Joseph Corcoran, AMS' lawyer, dismissed that contention. "Allegations are only allegations and that allegation was never proven in a court of law," Corcoran said, declining any further comment on the Catuccis or the monitor issue.


Joseph Perez, was director of operations and sales for AMS, is a convicted tax cheat who hired Genovese mob associate Robert Santoro to work at AMS.

During a 2010 public hearing, Catucci blasted the commission for giving waterfront operators a bad name.

"I didn't come in here with a black shirt today because I didn't feel that I wanted to be stereotyped by the Waterfront Commission," he said, according to a transcript. "I think you guys do a good job in some things, but you're not helping us as you should be helping us.

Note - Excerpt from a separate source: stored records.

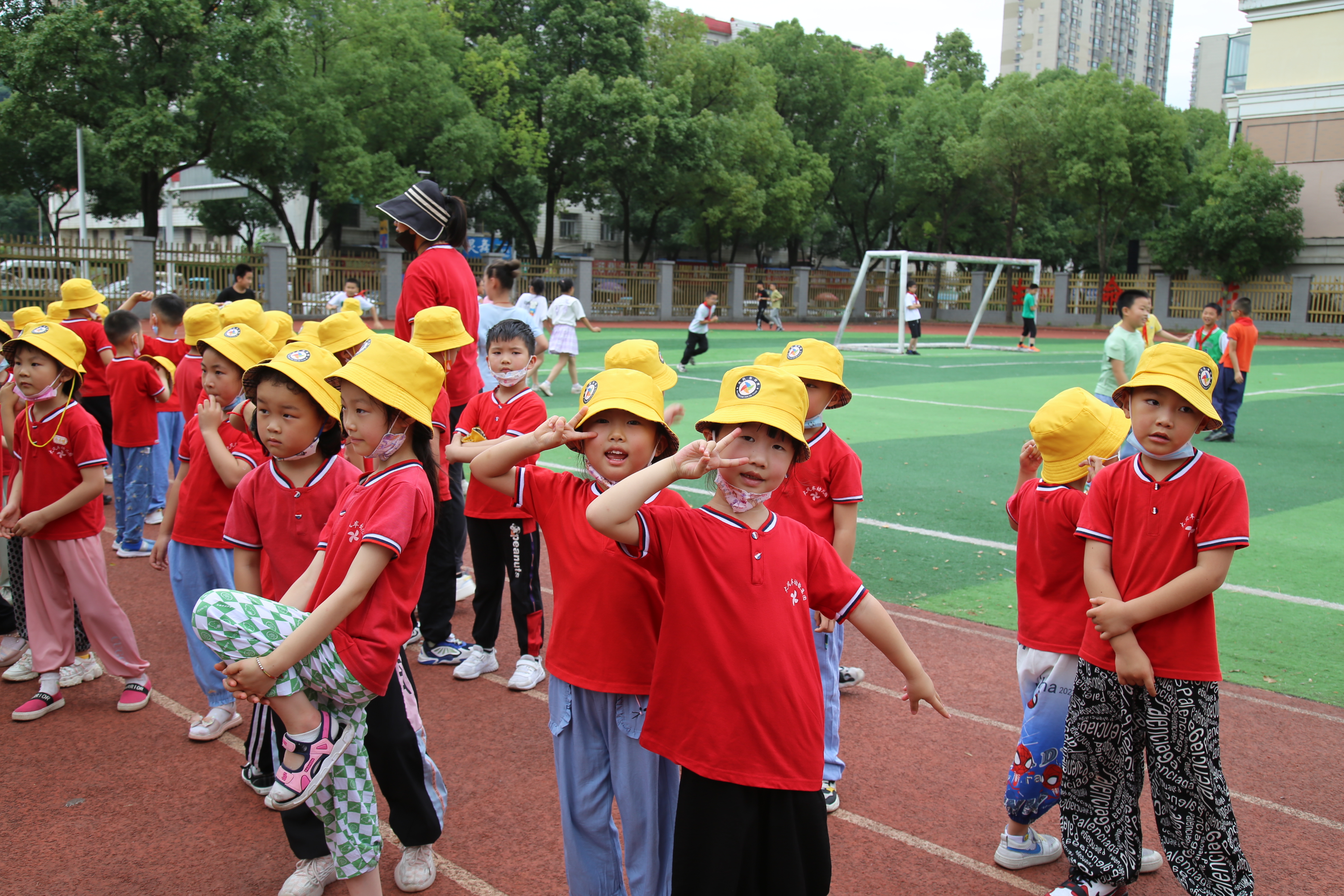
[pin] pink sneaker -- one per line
(135, 698)
(38, 706)
(294, 786)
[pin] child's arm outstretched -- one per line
(877, 626)
(498, 465)
(613, 512)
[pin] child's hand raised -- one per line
(702, 456)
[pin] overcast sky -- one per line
(910, 29)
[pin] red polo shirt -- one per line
(519, 416)
(440, 276)
(1156, 530)
(203, 500)
(1053, 601)
(393, 510)
(135, 413)
(834, 475)
(734, 592)
(53, 453)
(608, 606)
(283, 520)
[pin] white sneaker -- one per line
(479, 661)
(83, 669)
(21, 671)
(1038, 850)
(311, 878)
(416, 871)
(527, 675)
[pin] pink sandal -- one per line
(294, 786)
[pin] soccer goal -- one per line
(870, 258)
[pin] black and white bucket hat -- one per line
(423, 209)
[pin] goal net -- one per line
(904, 258)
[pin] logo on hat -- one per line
(746, 387)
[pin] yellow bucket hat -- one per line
(641, 355)
(241, 344)
(397, 374)
(308, 364)
(80, 293)
(811, 359)
(1186, 371)
(342, 331)
(56, 340)
(1073, 426)
(307, 334)
(439, 330)
(767, 395)
(27, 316)
(201, 322)
(632, 391)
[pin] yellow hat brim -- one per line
(1178, 385)
(384, 390)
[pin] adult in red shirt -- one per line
(1236, 366)
(432, 226)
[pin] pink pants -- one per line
(53, 574)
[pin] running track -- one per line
(124, 804)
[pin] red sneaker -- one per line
(38, 706)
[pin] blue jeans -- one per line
(599, 757)
(166, 456)
(1229, 395)
(194, 571)
(830, 645)
(131, 477)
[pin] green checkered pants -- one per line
(237, 626)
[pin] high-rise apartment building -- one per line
(1132, 35)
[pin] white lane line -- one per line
(920, 401)
(935, 850)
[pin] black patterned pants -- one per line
(1111, 730)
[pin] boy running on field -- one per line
(1161, 530)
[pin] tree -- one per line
(1238, 217)
(162, 83)
(1119, 156)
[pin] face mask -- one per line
(740, 500)
(508, 379)
(390, 444)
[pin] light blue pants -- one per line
(599, 757)
(166, 456)
(830, 647)
(132, 472)
(194, 571)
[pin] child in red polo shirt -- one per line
(56, 507)
(504, 539)
(1162, 528)
(823, 493)
(332, 644)
(750, 745)
(137, 389)
(214, 456)
(608, 613)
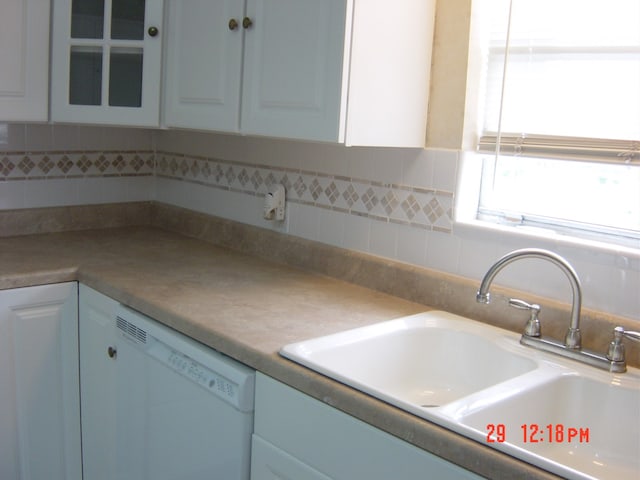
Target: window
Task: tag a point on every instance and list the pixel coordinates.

"I go to a bank for a letter of credit for a loan or anything, as soon as you hear 'waterfront' right away the people at the bank don't want to talk to you because you put things in the paper…"


Robert Santoro, Genovese crime family associate, worked at AMS after serving jail sentence for laundering millions of dollars stolen from the MTA.

Meanwhile, the commission had learned that Perez, as director of operations and sales for AMS. was hiring some sketchy employees.

One of the charges that threatened to sink AMS was Perez's hiring of Robert Santoro in 2008 after he served a 6-year-sentence for laundering $7 million stolen from the Metropolitan Transportation Authority. Santoro once owned the largest check cashing business in New Jersey and associated with Genovese capo Salvatore "Sammy Meatballs" Aparo.

Santoro worked at a company doing business as Integrated Industries Corp., which shares the same owners and addresses as AMS, according to commission documents.

Perez, also described by the federal prosecutor as a longtime organized crime associate, also hired a union official convicted of corruption to work on the docks even though he lacked a license.

With an application pending for a permanent license, AMS opted not to fight the charges and agreed to hire at its own expense the Chicago law firm of Pugh, Jones & Johnson, which was one of three candidates pre-qualified by the commission.

For at least the next two years, the law firm will be looking under AMS' skirt and reporting its findings back to the commission. Closing down AMS would put an estimated 100 employees on the New Jersey waterfront out of work.

"We're both protecting the port from organized crime as well as maintaining jobs," said the commission's executive director, Walter Arsenault. "This (monitor) is a way to make sure both ends of the spectrum are protected."

The Catuccis did not return calls seeking comment.